(前編からのつづき)

 また、調査事例をみてみますと、国外送金等調書が提供されない外国株式の配当金を申告除外した事例があります。
 外資系企業Xに勤務する会社員Aは、保有する親会社Y株式の配当金を、一時期申告していましたが、ここ数年、給与所得のみ申告していたところ、同様にXに勤務する他者は、親会社Y株式の配当金を申告していたことから、Aについても継続してその配当金の受領があるものと想定されたことから、調査対象となりました。

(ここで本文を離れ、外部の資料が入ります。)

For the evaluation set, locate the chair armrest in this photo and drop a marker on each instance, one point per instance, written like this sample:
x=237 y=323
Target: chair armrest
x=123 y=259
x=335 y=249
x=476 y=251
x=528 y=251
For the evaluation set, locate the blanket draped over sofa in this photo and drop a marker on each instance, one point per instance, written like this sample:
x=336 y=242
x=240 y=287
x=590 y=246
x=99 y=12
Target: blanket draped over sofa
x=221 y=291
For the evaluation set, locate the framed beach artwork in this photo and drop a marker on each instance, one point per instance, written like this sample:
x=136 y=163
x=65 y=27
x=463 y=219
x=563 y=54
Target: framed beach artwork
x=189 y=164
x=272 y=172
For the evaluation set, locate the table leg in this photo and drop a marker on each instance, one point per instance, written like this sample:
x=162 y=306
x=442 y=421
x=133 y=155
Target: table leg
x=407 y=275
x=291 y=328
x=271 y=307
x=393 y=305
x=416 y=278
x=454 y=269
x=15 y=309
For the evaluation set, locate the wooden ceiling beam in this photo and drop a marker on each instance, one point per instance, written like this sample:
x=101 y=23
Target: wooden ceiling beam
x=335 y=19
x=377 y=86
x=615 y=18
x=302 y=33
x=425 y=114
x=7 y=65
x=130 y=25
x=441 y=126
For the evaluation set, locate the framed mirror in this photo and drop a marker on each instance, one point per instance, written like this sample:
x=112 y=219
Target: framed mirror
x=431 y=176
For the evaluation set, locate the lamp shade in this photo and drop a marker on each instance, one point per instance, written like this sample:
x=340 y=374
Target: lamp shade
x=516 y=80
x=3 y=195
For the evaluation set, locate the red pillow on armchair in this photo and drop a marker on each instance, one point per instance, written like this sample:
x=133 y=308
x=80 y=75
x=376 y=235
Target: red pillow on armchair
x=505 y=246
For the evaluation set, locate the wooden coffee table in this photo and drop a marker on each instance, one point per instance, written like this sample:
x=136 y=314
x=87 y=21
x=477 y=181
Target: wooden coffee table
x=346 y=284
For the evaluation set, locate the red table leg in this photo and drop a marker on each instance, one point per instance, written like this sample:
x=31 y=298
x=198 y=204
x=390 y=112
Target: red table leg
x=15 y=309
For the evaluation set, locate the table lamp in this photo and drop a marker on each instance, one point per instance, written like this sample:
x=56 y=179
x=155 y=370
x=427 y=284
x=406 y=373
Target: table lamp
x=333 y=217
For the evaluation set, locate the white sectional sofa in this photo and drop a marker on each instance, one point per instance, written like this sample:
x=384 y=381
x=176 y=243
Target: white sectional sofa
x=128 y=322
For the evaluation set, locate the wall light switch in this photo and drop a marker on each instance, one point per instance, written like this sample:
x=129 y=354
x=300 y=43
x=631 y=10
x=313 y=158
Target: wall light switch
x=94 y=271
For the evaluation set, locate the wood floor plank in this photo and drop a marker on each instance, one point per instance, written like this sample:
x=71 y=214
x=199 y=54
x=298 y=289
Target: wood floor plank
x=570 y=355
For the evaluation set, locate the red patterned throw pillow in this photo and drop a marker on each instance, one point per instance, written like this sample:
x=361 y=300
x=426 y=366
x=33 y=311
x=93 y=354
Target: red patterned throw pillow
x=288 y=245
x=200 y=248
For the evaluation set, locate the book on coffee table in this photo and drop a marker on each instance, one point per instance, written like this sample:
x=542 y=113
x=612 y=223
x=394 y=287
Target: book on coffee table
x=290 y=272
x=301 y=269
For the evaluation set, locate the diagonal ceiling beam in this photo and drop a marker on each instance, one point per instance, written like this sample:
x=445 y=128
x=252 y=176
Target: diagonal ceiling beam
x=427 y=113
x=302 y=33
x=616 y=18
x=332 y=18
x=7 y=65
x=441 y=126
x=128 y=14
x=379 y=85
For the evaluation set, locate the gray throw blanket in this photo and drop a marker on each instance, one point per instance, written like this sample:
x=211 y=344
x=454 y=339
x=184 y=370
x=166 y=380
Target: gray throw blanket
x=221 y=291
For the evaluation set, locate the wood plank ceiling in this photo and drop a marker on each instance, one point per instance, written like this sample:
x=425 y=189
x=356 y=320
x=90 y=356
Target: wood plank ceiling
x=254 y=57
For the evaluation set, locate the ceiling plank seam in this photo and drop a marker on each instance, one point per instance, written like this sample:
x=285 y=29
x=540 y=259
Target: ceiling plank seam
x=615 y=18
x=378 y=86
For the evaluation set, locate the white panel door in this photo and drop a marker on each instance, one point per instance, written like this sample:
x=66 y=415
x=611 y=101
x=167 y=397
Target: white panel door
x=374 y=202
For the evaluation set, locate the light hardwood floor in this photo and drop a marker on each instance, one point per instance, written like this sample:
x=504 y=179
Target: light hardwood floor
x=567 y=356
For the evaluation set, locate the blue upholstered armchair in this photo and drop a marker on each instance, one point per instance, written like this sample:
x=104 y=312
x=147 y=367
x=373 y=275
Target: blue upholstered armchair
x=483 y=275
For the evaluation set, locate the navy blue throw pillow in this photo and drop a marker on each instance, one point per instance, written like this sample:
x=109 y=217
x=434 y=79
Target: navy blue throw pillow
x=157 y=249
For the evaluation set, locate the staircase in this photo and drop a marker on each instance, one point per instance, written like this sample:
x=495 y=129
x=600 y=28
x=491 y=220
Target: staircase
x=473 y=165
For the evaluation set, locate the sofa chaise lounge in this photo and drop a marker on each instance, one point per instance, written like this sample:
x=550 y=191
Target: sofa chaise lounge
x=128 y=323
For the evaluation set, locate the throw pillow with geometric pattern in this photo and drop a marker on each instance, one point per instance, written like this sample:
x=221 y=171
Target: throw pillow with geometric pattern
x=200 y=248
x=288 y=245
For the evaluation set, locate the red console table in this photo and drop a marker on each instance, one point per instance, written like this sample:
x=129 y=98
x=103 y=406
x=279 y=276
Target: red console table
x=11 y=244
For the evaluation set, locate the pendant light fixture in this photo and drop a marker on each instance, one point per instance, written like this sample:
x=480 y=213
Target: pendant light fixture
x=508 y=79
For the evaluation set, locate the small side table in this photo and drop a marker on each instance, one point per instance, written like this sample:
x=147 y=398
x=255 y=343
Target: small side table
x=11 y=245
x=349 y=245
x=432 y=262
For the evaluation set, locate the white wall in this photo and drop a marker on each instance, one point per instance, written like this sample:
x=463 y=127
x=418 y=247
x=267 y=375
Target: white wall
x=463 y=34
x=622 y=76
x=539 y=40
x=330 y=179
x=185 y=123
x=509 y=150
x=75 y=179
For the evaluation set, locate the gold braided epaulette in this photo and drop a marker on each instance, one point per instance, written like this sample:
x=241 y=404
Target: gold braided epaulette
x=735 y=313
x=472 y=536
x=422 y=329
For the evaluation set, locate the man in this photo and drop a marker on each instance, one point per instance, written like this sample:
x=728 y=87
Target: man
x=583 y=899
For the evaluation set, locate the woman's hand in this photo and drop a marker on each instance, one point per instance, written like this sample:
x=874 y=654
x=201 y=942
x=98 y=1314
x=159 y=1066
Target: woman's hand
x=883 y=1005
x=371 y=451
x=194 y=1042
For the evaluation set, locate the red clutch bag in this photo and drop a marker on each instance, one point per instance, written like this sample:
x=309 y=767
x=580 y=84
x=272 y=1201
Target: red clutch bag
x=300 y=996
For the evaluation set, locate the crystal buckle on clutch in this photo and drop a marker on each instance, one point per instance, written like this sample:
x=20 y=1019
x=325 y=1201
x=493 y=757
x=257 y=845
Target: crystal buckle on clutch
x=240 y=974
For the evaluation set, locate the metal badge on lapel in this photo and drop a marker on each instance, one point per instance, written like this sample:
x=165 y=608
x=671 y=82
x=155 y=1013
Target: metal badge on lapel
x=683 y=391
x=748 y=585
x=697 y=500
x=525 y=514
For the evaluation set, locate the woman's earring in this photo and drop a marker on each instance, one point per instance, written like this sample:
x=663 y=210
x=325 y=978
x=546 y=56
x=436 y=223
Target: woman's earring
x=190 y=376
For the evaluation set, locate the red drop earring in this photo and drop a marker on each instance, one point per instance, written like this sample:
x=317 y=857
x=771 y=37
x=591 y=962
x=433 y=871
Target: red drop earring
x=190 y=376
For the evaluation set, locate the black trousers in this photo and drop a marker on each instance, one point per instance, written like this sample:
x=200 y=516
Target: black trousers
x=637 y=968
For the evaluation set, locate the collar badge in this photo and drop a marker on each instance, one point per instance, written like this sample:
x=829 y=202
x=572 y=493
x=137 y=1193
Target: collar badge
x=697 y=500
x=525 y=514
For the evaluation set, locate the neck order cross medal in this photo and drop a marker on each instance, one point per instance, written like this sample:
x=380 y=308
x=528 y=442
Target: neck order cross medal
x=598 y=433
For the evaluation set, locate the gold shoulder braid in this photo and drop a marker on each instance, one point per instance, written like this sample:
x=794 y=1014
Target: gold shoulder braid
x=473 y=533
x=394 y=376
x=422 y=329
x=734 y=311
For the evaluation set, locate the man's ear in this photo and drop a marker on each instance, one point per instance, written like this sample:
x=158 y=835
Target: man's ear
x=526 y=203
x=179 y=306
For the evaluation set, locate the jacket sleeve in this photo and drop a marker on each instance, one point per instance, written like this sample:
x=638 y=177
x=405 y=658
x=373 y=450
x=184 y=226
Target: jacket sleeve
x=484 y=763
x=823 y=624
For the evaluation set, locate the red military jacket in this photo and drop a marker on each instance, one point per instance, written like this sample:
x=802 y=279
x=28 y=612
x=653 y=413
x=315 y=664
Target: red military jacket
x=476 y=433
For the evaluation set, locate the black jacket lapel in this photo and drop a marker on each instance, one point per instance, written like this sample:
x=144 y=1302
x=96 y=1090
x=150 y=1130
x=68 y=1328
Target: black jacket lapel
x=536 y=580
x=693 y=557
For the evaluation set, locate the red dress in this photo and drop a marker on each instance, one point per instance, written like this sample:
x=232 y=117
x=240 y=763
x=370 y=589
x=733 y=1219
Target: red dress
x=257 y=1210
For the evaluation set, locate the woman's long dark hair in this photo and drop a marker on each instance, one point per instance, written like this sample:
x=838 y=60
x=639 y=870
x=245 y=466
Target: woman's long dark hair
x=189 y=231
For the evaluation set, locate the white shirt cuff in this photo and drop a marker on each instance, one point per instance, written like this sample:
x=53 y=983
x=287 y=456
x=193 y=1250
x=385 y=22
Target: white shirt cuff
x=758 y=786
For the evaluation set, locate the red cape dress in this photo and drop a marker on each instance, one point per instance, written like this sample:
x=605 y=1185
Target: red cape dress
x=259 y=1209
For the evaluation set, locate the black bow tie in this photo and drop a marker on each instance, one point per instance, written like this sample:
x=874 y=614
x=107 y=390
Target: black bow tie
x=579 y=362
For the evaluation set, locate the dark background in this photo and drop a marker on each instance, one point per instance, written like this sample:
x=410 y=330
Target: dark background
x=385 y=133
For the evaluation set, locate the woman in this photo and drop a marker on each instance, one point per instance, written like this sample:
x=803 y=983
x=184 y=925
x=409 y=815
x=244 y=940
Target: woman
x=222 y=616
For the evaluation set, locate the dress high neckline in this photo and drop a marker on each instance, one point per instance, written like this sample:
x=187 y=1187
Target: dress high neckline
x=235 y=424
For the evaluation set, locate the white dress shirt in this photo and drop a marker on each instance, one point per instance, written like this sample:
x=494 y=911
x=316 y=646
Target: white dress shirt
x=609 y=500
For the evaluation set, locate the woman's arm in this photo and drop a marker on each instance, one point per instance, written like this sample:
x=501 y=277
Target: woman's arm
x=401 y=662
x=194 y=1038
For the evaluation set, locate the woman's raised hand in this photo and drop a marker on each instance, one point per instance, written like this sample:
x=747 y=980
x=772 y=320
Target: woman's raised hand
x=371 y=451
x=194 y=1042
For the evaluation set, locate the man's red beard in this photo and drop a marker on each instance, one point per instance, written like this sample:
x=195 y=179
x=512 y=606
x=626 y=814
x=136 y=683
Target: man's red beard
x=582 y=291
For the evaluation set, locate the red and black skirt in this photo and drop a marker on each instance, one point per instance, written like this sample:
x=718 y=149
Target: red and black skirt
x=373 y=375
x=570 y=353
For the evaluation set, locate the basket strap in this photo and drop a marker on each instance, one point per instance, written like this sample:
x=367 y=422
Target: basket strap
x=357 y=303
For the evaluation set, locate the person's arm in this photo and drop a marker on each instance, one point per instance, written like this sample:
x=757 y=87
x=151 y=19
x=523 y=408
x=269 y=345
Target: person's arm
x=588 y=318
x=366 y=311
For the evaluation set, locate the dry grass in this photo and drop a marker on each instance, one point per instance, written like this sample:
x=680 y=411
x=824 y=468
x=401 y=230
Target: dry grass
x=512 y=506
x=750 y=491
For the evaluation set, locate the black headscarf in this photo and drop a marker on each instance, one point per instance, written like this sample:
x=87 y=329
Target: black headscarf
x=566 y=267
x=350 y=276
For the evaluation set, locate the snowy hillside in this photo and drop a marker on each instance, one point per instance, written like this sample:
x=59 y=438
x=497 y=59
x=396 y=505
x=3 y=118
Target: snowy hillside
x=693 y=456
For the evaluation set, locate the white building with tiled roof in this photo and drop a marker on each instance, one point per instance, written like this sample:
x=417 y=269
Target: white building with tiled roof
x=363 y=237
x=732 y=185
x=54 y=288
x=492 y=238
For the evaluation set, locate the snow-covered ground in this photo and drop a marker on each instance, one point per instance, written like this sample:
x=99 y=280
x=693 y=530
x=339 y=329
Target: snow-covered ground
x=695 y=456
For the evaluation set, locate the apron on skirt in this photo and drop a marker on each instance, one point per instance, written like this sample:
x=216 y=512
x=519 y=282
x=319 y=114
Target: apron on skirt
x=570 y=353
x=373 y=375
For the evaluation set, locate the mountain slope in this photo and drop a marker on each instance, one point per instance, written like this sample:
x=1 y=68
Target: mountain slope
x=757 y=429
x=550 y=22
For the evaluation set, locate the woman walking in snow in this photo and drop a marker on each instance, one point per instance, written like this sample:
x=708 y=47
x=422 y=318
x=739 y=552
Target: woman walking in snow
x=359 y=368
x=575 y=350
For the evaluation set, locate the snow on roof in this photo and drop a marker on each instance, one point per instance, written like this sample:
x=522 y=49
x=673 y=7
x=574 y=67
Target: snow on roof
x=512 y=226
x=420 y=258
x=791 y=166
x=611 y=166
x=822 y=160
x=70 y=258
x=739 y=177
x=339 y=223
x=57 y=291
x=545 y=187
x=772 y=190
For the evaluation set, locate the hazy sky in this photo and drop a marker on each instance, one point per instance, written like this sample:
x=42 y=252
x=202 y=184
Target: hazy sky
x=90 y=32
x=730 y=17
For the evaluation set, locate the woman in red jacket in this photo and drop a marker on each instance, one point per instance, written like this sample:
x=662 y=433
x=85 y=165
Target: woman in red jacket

 調査において、Aは継続して多額の配当金を受け取っていましたが、配当金が国内の銀行口座に入金されると国外送金等調書が提出されることから、配当金の入金口座を国内の銀行口座から海外の銀行口座に変更し、容易に所得が把握されないようにしたうえで、配当金について申告していない事実を把握しました。
 Aに対しては、7年間で約1億9,000万円を申告除外していたことから、加算税を含む約1億円の税額が追徴されております。

(注意)
 上記の記載内容は、平成25年12月12日現在の情報に基づいて記載しております。
 今後の動向によっては、税制、関係法令等、税務の取扱い等が変わる可能性が十分ありますので、記載の内容・数値等は将来にわたって保証されるものではありません。